- Born: Vilangadu G. Narayanan
- Education: Padma Seshadri Bala Bhavan University of Madras Indian Institute of Management Ahmedabad Stanford University Institute of Chartered Accountants of India
- Occupation: Academic
- Employer: Harvard Business School

= V. G. Narayanan =

American economist

V. G. Narayanan is an Indian-born American economist. He is the Thomas D. Casserly Jr. Professor of Business Administration Chair at Harvard Business School.

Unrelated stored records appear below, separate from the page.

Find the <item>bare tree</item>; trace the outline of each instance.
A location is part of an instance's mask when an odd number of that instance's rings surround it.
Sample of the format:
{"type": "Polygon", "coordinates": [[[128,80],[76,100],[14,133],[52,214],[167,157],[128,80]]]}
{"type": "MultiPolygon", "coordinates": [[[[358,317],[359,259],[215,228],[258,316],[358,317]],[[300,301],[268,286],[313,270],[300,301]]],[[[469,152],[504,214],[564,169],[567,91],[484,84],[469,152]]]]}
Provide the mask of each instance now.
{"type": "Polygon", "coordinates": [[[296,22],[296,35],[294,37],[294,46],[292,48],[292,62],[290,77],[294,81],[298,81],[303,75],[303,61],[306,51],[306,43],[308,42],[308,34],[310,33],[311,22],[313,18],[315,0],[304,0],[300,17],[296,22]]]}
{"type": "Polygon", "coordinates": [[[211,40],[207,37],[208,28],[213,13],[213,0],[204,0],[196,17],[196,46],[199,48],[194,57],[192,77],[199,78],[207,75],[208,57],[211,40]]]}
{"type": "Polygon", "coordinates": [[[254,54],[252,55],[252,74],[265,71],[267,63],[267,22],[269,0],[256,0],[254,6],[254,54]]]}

He is the author of one self-published book and many research articles.

==Early life==
Narayanan was born to a Tamil family in Tamilnadu, India.
Narayanan attended PSBB Senior Secondary School, Chennai, and subsequently graduated from the University of Madras in 1988. Post that he completed his PGDM from Indian Institute of Management Ahmedabad in 1990 and subsequently earned a PhD in business from the Stanford Graduate School of Business in 1995.

==Career==
Narayanan joined the Harvard Business School as a faculty member in 1994. He is now the Thomas D. Casserly Jr. Professor of Business Administration Chair. In 2023 he became the Senior Associate Dean of Executive Education and HBS Online.

Narayanan is the author of two self-published books, and the author of many research articles.